A full blood count was taken (Table 1). These results clearly show the presence of lymphopenia, thrombocytopenia, monocytosis, mild neutrophilia and a normal haematocrit percentage using the normal reference values.

Table 1. . The Full Blood Count results of patient 1.
  19 November 2022 24 November 2022 Normal reference value
WBC 5.09 × 103/ul 6.74 × 103 4–11 × 103/ul
HCT 36.3% 33% 36–47%
PLT 60 × 103/ul 203 × 103 150–400 × 103/ul
Lym 16.9% 11.3% 20–35%
Mon 51% 8.3% 3–8%
Neut 78.9% 76.9% 55–70%

HCT: Hematocrit; PLT: Platelet; WBC: White blood cell.

The electrolytes, blood, urea, nitrogen and creatinine were also investigated (Table 2). The results show hyponatremia at presentation. The later result showed a normal value post correction.

Table 2. . Patient 1 electrolyte, blood, urea, nitrogen and creatinine results.
  19 November 2022 24 November 2022 Normal reference value
Na 128 136 135–145 mmol/l
K 3.8 3.4 3–4.5 mmol/l
BUN 3.2 2.8 2.1–8.5 mmol/l
CRE 54 58 62–106 umol/l

BUN: Blood, urea, nitrogen; CRE: Creatinine.

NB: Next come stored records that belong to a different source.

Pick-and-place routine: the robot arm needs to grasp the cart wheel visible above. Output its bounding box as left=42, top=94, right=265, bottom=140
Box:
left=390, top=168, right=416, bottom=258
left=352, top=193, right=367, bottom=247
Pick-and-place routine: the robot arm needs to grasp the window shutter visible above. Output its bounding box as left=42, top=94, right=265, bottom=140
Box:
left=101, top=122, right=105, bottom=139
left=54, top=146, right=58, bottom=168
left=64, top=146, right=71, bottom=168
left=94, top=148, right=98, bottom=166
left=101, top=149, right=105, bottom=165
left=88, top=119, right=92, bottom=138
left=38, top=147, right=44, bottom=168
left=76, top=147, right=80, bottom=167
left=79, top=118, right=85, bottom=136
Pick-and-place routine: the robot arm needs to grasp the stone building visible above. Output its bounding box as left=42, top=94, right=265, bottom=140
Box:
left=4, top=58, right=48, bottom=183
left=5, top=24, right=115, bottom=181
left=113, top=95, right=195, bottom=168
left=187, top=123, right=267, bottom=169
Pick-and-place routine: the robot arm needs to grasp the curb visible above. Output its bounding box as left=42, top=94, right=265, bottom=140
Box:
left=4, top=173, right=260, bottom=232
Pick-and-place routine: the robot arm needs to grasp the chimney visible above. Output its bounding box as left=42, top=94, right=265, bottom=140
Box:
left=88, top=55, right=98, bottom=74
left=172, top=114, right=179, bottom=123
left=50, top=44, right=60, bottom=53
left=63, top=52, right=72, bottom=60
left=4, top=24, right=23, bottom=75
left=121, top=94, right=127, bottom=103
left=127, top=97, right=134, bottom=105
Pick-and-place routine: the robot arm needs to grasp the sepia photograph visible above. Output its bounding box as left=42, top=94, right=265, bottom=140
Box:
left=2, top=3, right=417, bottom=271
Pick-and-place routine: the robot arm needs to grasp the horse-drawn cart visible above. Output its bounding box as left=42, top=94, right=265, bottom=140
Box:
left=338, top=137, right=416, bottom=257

Patient 2 liver function tests revealed that AST was mildly elevated at presentation (Table 3). Alanine aspartate and alkaline phosphatase were missing results as they could not be analyzed due to absence of reagents.

Table 3. . the liver Function Test of patient 1.
  19 November 2022 24 November 2022 Normal reference value
ALP 64 30–120 units/l
AST 174 0–35 U/l
ALB 30 20 g/l 35–50 g/l
TP   58 g/dl 64–83 g/dl

ALB: Albumin; ALP: Alkaline phosphatase; ALT: Alanine transaminase; AST: Aspartate aminotransferase.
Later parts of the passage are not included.